DECEMBER, 1994, SEATTLE, WA
"I CAN'T EVEN walk away for a second, can I?" Lindy called over her shoulder through a soft chuckle, a sound that could barely be heard over Charlie's increasing whimpers as he lost sight of his mother. Although he was quite safe strapped into his swinging bassinet, complete with lullaby music that tinkled overhead, the main problem was that Lindy was not directly in his line of sight. And when she wasn't, it usually led to the typical bouts of crying.
"I'm here, I'm here," Lindy chanted, turning a corner out of her kitchen and walking back into the living room where Charlie's pinched face, splotchy red from his high pitched keening, began to settle when he saw his mother.
It was something extraordinary, perhaps even more so than that one word, to be that loved by another human being. Lindy knew adoration well from Kurt, but the obvious love that her son already had for her made her feel almost weak with the weight of such joy.
Every bleak memory of her past had been easily soldered away by her present. She never once had thought that she'd make a spectacular mother, but now, she couldn't imagine life without Charlie in it. It made her anxious to think that years ago, she had been unable to envision a child as perfect as him in her life. And above the fact that he was hers in flesh and blood, he was also a product of Kurt. This alone fascinated her to no end, swelling her love for Charlie with each daily reminder that the boy from Krist Novoselic's garage had become the father of her child.
Life was different now. It was no longer a long haul, but a gift that was to be enjoyed with every second that ticked by much too quickly. Lindy wanted more than anything to freeze time as it stood right then, just so she could at least evaluate her life from another perspective and make sure that it was truly hers to live.
Not even the ever-present cloud of Kurt's Nirvana fame could have harmed the ideal heaven that Lindy lived in. His fans, along with the rest of the world, may have known her name and that she was Kurt's new mate, but it seemed that shadowing themselves from the spotlight had been an easier task than they'd thought. Or maybe it was just the mere fact that they were both recluses, content to spend each day hidden in their home with Charlie and Frances to keep them company.
Lindy was on maternity leave from the hospital, allowing her much time to enjoy both Charlie and Frances while exploring the early stages of motherhood. Kurt helped plenty, but he too had his distractions from the outside world, most of which came from his tiny little music room upstairs that was cluttered with instruments.
Together, Kurt and Lindy had busied themselves with another to-do — decorating Charlie's nursery room. Instead of a typical bright blue, baby boy theme, Lindy had suggested Kurt and Frances tackle the white walls with their own art. Sure enough, both father and daughter complied, and Charlie's room was now a mural of colors that recalled images of a deep ocean. That must have been what Kurt was going for anyways when he had added the seahorses in; lines and lines of them, all colorfully dancing their way across Charlie's walls.
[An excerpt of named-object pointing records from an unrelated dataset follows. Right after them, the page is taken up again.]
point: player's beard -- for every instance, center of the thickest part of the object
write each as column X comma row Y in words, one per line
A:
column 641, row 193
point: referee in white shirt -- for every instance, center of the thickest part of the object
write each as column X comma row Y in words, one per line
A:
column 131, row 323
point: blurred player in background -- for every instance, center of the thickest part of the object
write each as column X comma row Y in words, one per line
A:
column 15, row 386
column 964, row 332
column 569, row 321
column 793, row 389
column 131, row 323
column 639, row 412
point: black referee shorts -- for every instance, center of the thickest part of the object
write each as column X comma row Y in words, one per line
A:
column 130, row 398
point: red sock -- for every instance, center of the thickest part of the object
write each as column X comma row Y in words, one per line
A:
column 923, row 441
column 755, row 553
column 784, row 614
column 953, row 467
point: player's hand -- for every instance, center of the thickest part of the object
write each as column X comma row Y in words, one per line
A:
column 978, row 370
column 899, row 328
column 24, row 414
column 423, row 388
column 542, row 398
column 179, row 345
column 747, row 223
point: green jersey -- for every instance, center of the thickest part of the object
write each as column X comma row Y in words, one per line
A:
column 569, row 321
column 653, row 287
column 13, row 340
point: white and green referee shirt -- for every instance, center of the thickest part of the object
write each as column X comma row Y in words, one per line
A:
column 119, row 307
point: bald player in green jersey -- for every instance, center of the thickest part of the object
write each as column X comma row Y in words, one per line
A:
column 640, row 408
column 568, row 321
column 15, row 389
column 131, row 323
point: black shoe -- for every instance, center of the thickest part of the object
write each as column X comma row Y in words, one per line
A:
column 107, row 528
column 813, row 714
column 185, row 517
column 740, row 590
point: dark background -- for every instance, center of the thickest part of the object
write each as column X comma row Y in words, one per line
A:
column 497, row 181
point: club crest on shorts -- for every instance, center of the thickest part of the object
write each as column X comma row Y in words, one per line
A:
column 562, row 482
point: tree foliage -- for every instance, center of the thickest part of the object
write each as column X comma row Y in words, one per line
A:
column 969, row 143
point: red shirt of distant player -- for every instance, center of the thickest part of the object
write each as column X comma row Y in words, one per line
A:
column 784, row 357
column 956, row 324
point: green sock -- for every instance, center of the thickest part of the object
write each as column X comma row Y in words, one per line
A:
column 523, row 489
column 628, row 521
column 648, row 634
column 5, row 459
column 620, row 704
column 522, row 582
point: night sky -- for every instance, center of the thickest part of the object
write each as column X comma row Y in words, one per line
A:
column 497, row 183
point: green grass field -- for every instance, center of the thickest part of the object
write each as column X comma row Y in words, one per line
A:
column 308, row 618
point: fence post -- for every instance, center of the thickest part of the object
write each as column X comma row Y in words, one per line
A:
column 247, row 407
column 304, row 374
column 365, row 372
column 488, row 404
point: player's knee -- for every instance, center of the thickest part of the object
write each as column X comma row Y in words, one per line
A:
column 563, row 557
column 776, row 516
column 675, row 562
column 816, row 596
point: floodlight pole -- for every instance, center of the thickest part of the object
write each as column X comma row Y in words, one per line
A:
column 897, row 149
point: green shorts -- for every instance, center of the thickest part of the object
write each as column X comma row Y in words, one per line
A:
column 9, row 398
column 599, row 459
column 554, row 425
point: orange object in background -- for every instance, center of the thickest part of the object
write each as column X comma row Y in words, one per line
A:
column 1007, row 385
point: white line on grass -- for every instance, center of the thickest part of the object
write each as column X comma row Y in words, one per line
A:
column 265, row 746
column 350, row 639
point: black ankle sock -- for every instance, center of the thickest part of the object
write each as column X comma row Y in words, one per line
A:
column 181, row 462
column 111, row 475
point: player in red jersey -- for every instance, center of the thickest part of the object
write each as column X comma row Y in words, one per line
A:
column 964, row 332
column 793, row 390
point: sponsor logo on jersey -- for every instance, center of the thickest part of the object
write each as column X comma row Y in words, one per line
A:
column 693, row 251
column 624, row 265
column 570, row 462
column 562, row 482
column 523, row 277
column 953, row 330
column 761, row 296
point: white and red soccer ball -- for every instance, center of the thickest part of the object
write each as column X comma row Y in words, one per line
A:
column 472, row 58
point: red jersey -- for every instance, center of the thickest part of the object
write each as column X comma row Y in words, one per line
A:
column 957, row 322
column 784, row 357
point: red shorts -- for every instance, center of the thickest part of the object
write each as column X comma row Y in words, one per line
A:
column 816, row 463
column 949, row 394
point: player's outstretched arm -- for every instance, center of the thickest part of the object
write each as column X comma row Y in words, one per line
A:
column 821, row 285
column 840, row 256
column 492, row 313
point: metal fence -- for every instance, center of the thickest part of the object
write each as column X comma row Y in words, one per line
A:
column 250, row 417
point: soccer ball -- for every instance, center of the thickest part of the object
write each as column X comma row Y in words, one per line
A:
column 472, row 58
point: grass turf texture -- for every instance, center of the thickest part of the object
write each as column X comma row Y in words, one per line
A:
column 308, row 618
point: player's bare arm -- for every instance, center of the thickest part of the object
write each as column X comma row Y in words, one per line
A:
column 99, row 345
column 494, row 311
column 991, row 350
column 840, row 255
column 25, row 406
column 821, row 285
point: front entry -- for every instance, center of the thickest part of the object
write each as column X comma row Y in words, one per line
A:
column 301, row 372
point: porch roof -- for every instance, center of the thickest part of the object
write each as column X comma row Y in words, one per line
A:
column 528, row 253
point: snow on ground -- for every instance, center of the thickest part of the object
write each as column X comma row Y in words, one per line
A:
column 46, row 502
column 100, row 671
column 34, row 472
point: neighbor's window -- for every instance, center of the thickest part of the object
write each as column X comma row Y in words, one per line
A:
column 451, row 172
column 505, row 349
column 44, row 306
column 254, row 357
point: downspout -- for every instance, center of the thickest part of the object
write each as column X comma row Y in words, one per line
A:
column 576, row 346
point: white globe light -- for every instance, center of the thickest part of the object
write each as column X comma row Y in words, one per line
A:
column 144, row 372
There was now a routine too, something that Lindy had once scoffed at when she'd been younger. But nowadays, she liked the rhythmic flow of her world. She liked waking up to Charlie, dancing barefoot around the house with him in her arms and listening to Kurt pluck at guitar strings and produce the kind of music that would belong to him and him alone.
She and Kurt's buoyant moods had even allowed for improved relationships with both Kurt's mother and father. While Wendy frequently made her rounds at the house to visit her grandchildren, Don Cobain had begun the tentative process of trying to re-enter his son's life and get to know him again.